As well as a full-time cowboy, he was a gifted bull rider who also put his lifelong love of sports to full use.
"When I was a child, I was into anything that rolled or bounced," he said. "That was me. Even being five foot four or whatever I am, I played basketball, tennis, golf, football, anything really."
He was also incredibly hands-on at work - a job that required him to muster cattle, jump on and off horses, build fences and wield a chainsaw on a daily basis.
How would he cope not being able to do all of that?
When he emerged from the coma, doctors removed his breathing tube and told Karen she had a few minutes to talk to him.
"She thought I'd say something to her like, 'Hello darling, I'm OK'," Mr Manning laughed. "They took it out and I started yelling about a fella running around the bed trying to attack me.
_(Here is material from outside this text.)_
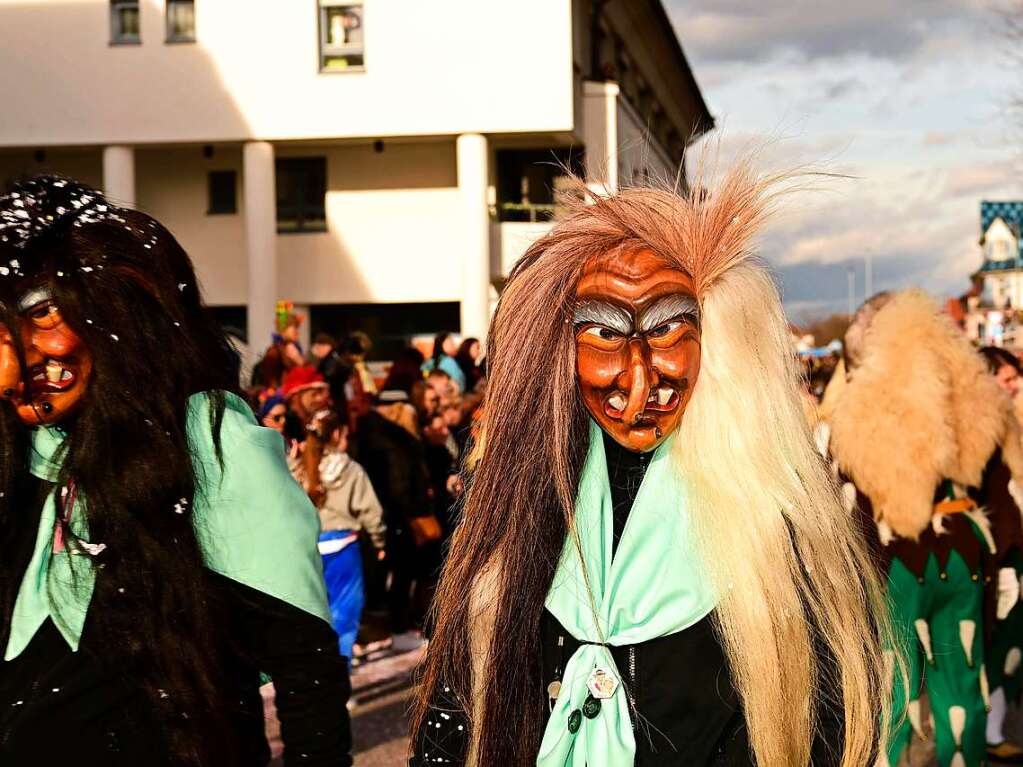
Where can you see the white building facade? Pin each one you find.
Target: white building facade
(380, 163)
I was delusional on the medication."
He spent the next five weeks in the intensive care and burns units. The couple decided to bar their three kids from visiting, such was the confronting nature of his injuries.
"I was sent to a rehab facility and I was meant to be there for 12 months," Mr Manning said.
"It wasn't comfortable. The emotional stuff was negative for me. I thought if I was going to survive, I had to be at home."
And so, against advice, he checked himself out after two weeks and returned to the family's property.
It was at that moment, during a quiet conversation with himself, that Mr Manning decided he wouldn't just survive. He would live.
"I came home, we sourced our own experts, physio and doctors, and went from there. I was back in an environment I knew with my family around me."
His road to recovery was an incredibly long and painful one, and Mr Manning endured more than two-dozen surgeries.
The devotion of his wife and family inspired him to stay positive, he said.
"The positive approach is why I recovered, no doubt about it. There's no way you can do something if you're always telling yourself you can't. You've got to be positive about where you're going.
"The doctors told me I'd never work again. That was my biggest drive - to prove them wrong."
When he speaks to news.com.au about his incredible experience, he has been back at work, defying expectations, for the past eight months.
"As we speak, I'm standing in the yards," he said over the sound of mooing cows.
Things have changed on multiple fronts for Mr Manning though.
At home, his wife has had to assume more responsibilities - a contribution and sacrifice he describes glowingly.
"My wife is great, really great," he said.
"I think the kids struggled a little bit with it, trying to concentrate at school and that sort of thing but they're pretty strong … they've managed to cope well."
At work, his role has shifted significantly from a highly physical one to more managerial in style.
"I had to change the way I did a few things. I'm obviously not out chasing wild cattle anymore but it's more of an overall view of the job."
And he's become a road safety advocate, speaking to young people in schools who are on the cusp of getting their licences. He has also travelled with NSW Rugby League to clubs across the state to speak to men who are like him.
"I was an everyday person like them," he said.
"You look at me with one hand, one leg and a burnt face and hearing my story, it really hits them hard. It makes them realise that it can happen to anybody."
Whoever he speaks to, Mr Manning said most are struck by how he views that day.
He does not consider it the worst of his life, as many would expect, but rather the luckiest - lucky that he survived, carried on with his life and can watch his "beautiful kids" grow up alongside his wife.
"After the accident, it made me realise all the little things in life you can sometimes take for granted. I appreciate the little things now."